You may also recreate the whole or part of the UI tree in each update cycle if you want to. Then your widgets must keep their state in the model.

Widgets update the app model directly

Widgets can manipulate the application state model directly.

However, these changes should be near instant. More intensive work (io, network) should be sent to the application as a command and processed independently and ideally asynchronously. This is done in the dech example.

use termit::prelude::*;
struct AppState {
    state: usize
}
struct UpdateCounter;
impl Widget<AppState, ()> for UpdateCounter {
    fn update(
        &mut self,
        model: &mut AppState,
        _input: &Event<()>,
        screen: &mut Screen,
        painter: &Painter,
    ) -> Window {
        model.state +=1;
        painter.paint(&format!("{}", model.state), screen, 0, false)
    }
}

The widget generally accesses the whole app state mutably. It should be possible, though, to create a widget adapter that will focus on a subset of the model or another model alltogether.

Simple widgets, composition and decoration

Avoid creating complex widgets. Instead, add features by wrapping other widgets in decorators or by composing a complex subtree from other widgets.

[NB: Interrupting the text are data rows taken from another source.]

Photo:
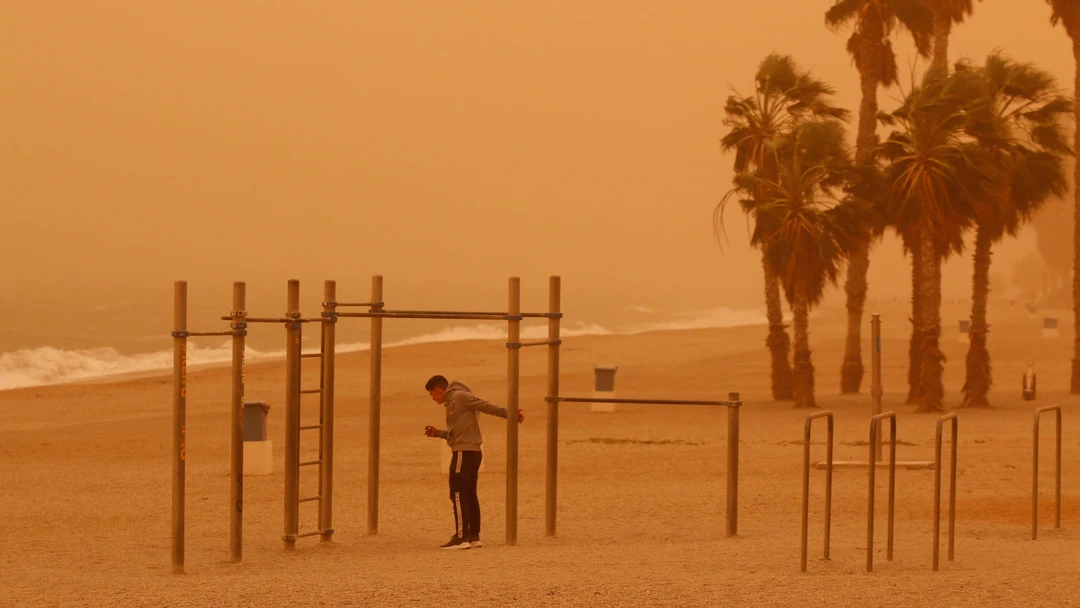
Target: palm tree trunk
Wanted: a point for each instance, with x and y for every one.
(778, 340)
(932, 364)
(1075, 383)
(804, 367)
(943, 27)
(977, 381)
(851, 369)
(915, 348)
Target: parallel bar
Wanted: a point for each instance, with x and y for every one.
(179, 418)
(326, 415)
(551, 501)
(892, 486)
(237, 444)
(513, 357)
(547, 342)
(732, 518)
(292, 418)
(644, 401)
(937, 488)
(806, 483)
(876, 390)
(1035, 472)
(373, 415)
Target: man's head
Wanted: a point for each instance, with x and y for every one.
(436, 388)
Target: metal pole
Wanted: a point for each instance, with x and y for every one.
(554, 296)
(513, 354)
(293, 417)
(373, 413)
(237, 460)
(732, 518)
(326, 432)
(876, 390)
(179, 417)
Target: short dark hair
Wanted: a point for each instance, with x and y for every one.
(436, 382)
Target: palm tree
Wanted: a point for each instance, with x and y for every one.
(783, 96)
(1015, 113)
(945, 14)
(1067, 13)
(871, 46)
(810, 232)
(933, 179)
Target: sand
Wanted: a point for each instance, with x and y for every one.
(85, 477)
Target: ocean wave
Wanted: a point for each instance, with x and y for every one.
(49, 365)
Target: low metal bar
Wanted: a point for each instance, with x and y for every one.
(806, 483)
(892, 486)
(1035, 472)
(642, 401)
(937, 488)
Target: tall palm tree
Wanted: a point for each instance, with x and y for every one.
(810, 231)
(933, 179)
(871, 46)
(783, 96)
(1067, 13)
(1016, 115)
(945, 14)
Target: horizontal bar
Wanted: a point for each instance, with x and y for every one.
(643, 401)
(427, 315)
(534, 343)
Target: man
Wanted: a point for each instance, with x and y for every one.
(462, 434)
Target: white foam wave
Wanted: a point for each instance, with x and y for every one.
(48, 365)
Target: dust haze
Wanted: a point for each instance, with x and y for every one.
(445, 146)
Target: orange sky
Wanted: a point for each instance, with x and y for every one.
(145, 142)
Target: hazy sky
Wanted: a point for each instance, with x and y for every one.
(145, 142)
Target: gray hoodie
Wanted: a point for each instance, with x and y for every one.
(462, 423)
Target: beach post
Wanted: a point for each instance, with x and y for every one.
(326, 413)
(876, 390)
(237, 435)
(374, 408)
(554, 306)
(1035, 472)
(292, 416)
(179, 417)
(513, 359)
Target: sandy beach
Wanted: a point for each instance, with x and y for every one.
(85, 473)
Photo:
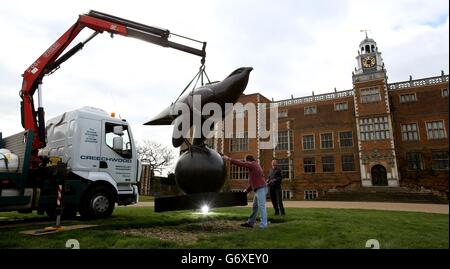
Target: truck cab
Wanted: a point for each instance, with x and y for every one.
(99, 149)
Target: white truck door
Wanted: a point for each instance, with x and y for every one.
(89, 141)
(118, 163)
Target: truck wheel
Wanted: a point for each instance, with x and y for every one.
(98, 202)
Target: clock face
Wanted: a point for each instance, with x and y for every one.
(369, 61)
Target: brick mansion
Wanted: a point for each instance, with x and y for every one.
(380, 133)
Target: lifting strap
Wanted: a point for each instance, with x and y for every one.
(199, 76)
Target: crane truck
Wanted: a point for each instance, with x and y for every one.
(87, 152)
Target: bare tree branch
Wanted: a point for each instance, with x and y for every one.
(156, 155)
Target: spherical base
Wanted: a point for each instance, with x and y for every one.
(200, 170)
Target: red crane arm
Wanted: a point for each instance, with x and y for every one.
(48, 62)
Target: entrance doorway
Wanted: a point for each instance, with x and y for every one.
(379, 175)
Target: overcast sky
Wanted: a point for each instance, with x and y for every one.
(294, 46)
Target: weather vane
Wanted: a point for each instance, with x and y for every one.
(365, 30)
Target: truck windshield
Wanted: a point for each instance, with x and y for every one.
(125, 150)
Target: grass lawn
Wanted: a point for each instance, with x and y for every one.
(133, 227)
(145, 198)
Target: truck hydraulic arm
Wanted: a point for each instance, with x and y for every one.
(51, 59)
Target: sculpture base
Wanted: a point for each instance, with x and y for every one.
(197, 200)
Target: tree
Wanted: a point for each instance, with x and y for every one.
(156, 155)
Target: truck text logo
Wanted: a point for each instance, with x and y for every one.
(98, 158)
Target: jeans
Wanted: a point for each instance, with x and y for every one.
(259, 202)
(277, 198)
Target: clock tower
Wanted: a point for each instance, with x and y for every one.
(373, 118)
(369, 58)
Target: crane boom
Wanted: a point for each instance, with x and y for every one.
(51, 59)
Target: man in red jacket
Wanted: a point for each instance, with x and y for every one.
(257, 184)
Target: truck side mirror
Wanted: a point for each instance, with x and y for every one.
(118, 130)
(117, 143)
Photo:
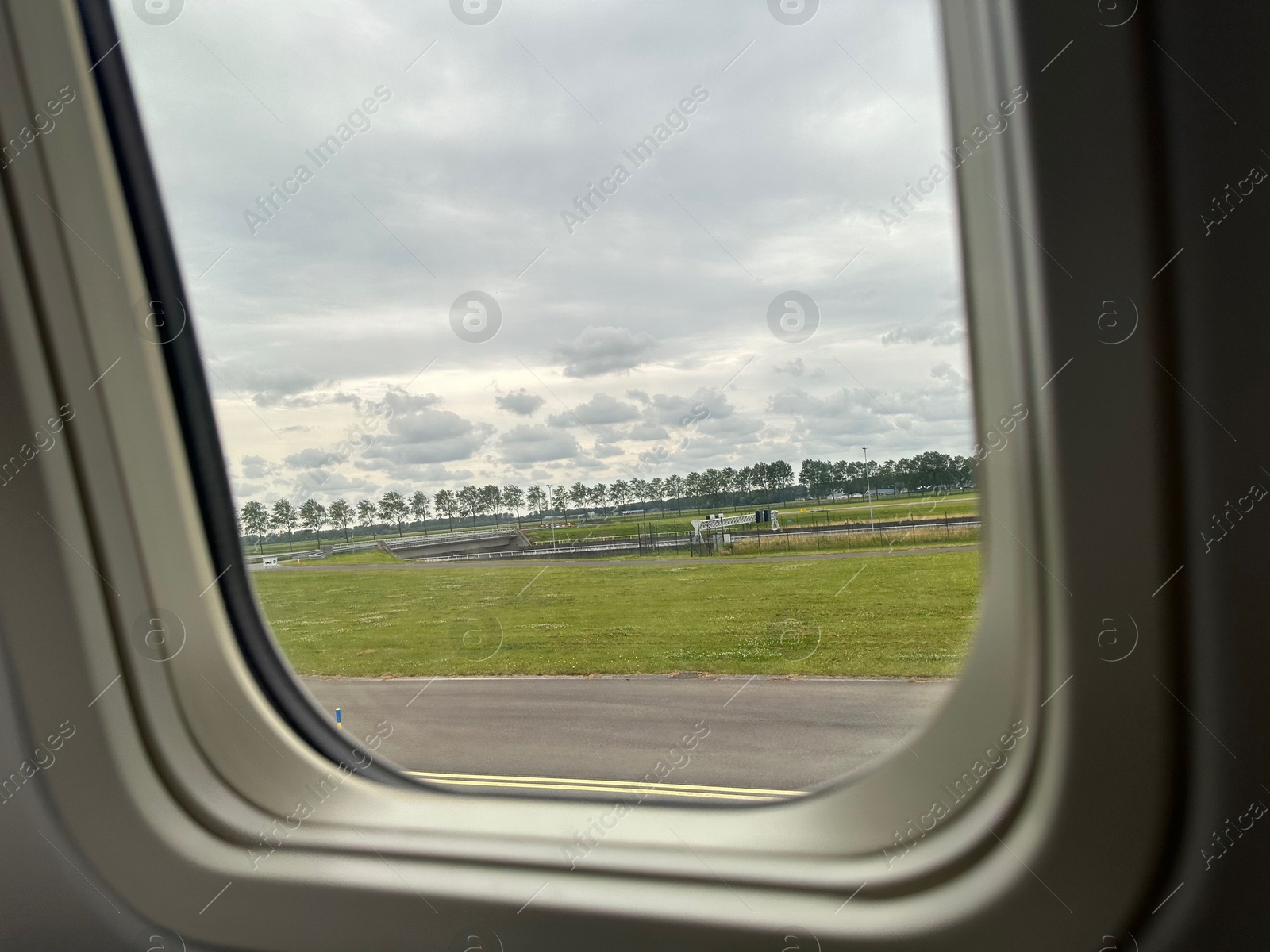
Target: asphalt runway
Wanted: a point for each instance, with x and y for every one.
(722, 738)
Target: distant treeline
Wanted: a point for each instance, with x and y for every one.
(761, 482)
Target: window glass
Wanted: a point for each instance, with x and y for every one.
(592, 378)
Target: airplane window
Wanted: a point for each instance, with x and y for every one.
(594, 378)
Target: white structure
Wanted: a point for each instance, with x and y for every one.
(717, 524)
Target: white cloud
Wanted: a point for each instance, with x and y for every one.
(600, 351)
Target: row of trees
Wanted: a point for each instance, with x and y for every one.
(759, 482)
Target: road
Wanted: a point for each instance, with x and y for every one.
(725, 738)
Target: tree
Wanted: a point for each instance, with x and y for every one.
(816, 476)
(559, 499)
(469, 503)
(598, 495)
(639, 488)
(444, 501)
(692, 486)
(256, 520)
(491, 497)
(366, 514)
(622, 492)
(780, 474)
(313, 516)
(394, 508)
(341, 516)
(419, 509)
(285, 517)
(673, 488)
(537, 498)
(514, 498)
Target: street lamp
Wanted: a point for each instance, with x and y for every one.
(869, 490)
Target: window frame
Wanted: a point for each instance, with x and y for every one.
(197, 786)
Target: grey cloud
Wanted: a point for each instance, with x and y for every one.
(598, 351)
(940, 334)
(535, 443)
(257, 467)
(419, 433)
(518, 401)
(601, 409)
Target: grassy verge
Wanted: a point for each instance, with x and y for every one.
(906, 615)
(371, 556)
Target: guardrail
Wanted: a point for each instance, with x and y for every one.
(440, 537)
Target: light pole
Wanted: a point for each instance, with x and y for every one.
(869, 490)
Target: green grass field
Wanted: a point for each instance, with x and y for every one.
(905, 615)
(799, 513)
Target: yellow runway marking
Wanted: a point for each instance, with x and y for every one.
(595, 786)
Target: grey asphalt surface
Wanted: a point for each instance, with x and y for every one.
(768, 731)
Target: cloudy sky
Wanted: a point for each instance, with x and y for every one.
(637, 336)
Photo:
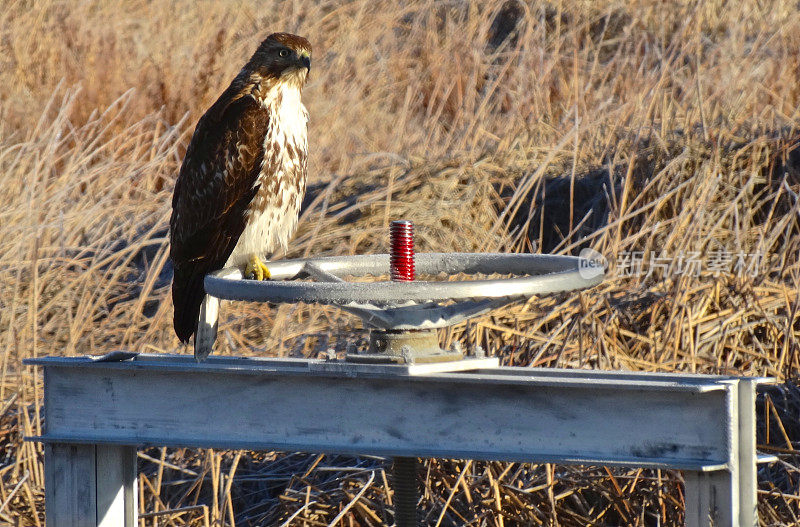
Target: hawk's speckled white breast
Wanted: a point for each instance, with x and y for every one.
(274, 223)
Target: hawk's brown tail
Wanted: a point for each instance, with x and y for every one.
(187, 297)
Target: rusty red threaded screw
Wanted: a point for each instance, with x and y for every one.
(401, 255)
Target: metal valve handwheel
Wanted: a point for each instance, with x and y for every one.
(404, 314)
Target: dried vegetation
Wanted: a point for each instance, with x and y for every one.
(662, 128)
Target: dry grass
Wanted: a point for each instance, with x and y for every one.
(662, 127)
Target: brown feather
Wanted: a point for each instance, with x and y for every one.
(218, 193)
(214, 189)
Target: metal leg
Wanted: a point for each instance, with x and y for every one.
(708, 498)
(748, 457)
(90, 485)
(726, 498)
(206, 334)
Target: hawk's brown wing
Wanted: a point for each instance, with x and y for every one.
(215, 186)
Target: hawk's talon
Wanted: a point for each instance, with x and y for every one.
(256, 270)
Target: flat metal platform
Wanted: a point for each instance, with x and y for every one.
(702, 424)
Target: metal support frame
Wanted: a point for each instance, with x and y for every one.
(96, 413)
(90, 485)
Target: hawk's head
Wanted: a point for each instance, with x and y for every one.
(282, 57)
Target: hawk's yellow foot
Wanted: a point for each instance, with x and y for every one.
(256, 270)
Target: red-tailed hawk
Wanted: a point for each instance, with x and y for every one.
(239, 190)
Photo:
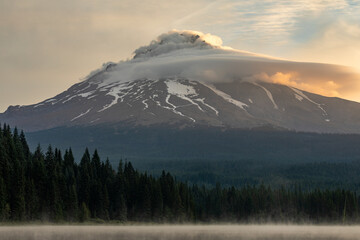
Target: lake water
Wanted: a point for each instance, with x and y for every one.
(180, 232)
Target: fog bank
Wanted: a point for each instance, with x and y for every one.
(179, 232)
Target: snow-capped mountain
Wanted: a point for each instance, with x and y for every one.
(183, 79)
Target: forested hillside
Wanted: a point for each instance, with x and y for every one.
(52, 186)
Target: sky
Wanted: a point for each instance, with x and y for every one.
(46, 45)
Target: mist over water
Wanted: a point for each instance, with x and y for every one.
(180, 232)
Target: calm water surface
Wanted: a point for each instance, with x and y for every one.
(180, 232)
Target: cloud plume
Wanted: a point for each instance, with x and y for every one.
(190, 54)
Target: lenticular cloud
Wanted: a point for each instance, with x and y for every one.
(198, 56)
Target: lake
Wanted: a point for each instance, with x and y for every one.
(179, 232)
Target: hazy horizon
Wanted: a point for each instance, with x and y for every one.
(48, 46)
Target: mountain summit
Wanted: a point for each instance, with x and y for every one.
(188, 79)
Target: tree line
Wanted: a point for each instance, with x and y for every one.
(52, 186)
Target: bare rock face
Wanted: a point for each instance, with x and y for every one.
(182, 102)
(183, 79)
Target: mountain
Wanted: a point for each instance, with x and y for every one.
(186, 96)
(183, 79)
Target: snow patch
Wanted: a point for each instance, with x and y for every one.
(307, 98)
(81, 114)
(118, 93)
(227, 97)
(182, 91)
(202, 100)
(268, 93)
(298, 97)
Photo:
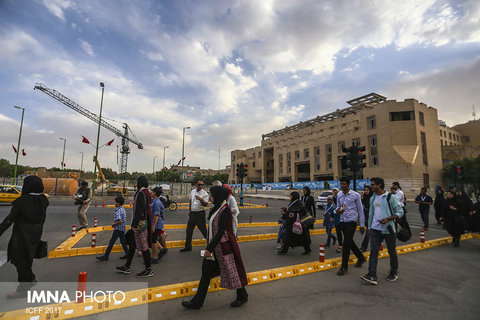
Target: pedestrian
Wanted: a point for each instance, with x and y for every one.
(309, 202)
(367, 194)
(281, 228)
(83, 197)
(384, 210)
(467, 205)
(196, 214)
(349, 206)
(159, 246)
(328, 221)
(222, 254)
(119, 227)
(291, 239)
(232, 203)
(424, 201)
(453, 216)
(140, 229)
(27, 215)
(400, 196)
(476, 215)
(336, 221)
(438, 204)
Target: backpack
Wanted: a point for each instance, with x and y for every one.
(297, 226)
(404, 233)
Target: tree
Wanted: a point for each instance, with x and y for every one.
(471, 176)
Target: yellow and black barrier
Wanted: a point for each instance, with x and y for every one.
(173, 291)
(69, 251)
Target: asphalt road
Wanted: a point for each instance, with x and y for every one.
(438, 283)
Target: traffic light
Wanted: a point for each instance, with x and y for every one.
(349, 158)
(360, 157)
(238, 170)
(459, 172)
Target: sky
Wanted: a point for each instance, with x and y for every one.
(229, 70)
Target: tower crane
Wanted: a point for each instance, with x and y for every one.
(125, 150)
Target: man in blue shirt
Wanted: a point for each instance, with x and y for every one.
(384, 209)
(349, 206)
(424, 201)
(159, 247)
(119, 227)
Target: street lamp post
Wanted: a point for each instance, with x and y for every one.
(163, 168)
(98, 139)
(18, 145)
(81, 163)
(63, 156)
(183, 156)
(154, 164)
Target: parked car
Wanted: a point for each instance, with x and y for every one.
(9, 193)
(322, 199)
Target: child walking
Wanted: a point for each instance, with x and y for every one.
(328, 221)
(119, 228)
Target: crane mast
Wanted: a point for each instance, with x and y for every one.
(126, 138)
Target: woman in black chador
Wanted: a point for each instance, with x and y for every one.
(27, 216)
(453, 215)
(291, 239)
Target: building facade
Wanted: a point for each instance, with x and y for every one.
(401, 140)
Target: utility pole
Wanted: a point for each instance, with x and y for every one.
(183, 156)
(102, 85)
(63, 155)
(163, 168)
(18, 145)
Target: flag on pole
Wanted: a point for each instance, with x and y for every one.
(180, 161)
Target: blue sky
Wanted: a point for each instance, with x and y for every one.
(231, 70)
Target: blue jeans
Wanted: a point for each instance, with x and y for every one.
(328, 231)
(376, 238)
(115, 235)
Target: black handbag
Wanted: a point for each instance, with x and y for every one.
(404, 233)
(307, 221)
(42, 250)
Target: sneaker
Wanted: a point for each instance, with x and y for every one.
(145, 273)
(341, 272)
(162, 252)
(360, 263)
(123, 269)
(370, 278)
(392, 277)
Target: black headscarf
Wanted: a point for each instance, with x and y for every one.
(219, 194)
(295, 196)
(32, 184)
(308, 191)
(142, 182)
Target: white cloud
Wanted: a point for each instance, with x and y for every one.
(57, 7)
(86, 47)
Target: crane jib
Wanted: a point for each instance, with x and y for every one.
(125, 150)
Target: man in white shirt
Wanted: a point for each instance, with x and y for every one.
(349, 206)
(196, 214)
(400, 195)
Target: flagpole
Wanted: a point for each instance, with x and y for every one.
(98, 139)
(18, 145)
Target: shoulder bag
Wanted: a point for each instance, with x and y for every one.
(403, 234)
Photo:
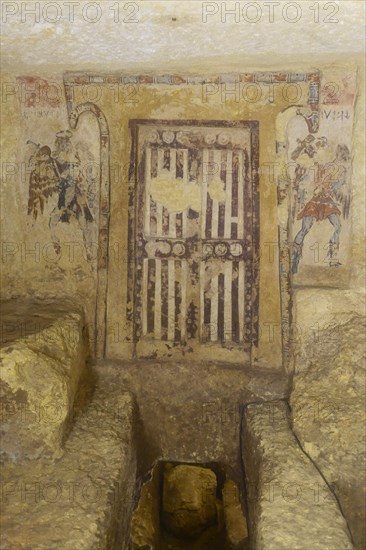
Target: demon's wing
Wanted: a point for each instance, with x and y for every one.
(43, 182)
(341, 189)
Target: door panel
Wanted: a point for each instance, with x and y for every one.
(191, 221)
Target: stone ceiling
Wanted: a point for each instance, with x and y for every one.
(149, 35)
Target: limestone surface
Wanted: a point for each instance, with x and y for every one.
(328, 409)
(235, 522)
(189, 500)
(85, 499)
(42, 363)
(290, 504)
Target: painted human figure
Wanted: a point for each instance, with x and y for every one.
(44, 179)
(72, 201)
(324, 205)
(61, 172)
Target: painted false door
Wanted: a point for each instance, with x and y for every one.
(194, 226)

Look at the [crate::widget::WidgetBinder] for instance which allows us to load and save any widget, any property of the widget or even replcace it altogether on update. It is a decorator implemented for all impl Widget's with .bind_with():

# use termit::prelude::*;
# fn sample () {
struct AppState {
    banner: String
}
let mut bound_widget = Canvas::new(String::new()).back(Color::blue(false))
        .bind_with(
            |w,m:&AppState| *w.content_mut() =  m.banner.clone(),
            |w,m:&mut AppState| m.banner =  w.content().clone()
        );
# bound_widget.update(&mut AppState{banner:"I".to_string()}, &Event::<()>::Refresh(0), &mut Screen::default(), &Painter::default());
# }

The same with [crate::widget::WidgetPropertyBinder]:

# use termit::prelude::*;
# fn sample () {
struct AppState {
    banner: String
}
let mut bound_widget = Canvas::new(String::new()).back(Color::blue(false))
        .bind_property(|w| w.content_mut(), |m: &mut AppState| &mut m.banner);
# bound_widget.update(&mut AppState{banner:"I".to_string()}, &Event::<()>::Refresh(0), &mut Screen::default(), &Painter::default());
# }

Company

There are some other popular TUI libs. Termit is Rust native (no awkward ffi to C* TUI libs). It aims to be quick to get started while giving you advanced control where needed. And it is compact, trying to avoid bloat.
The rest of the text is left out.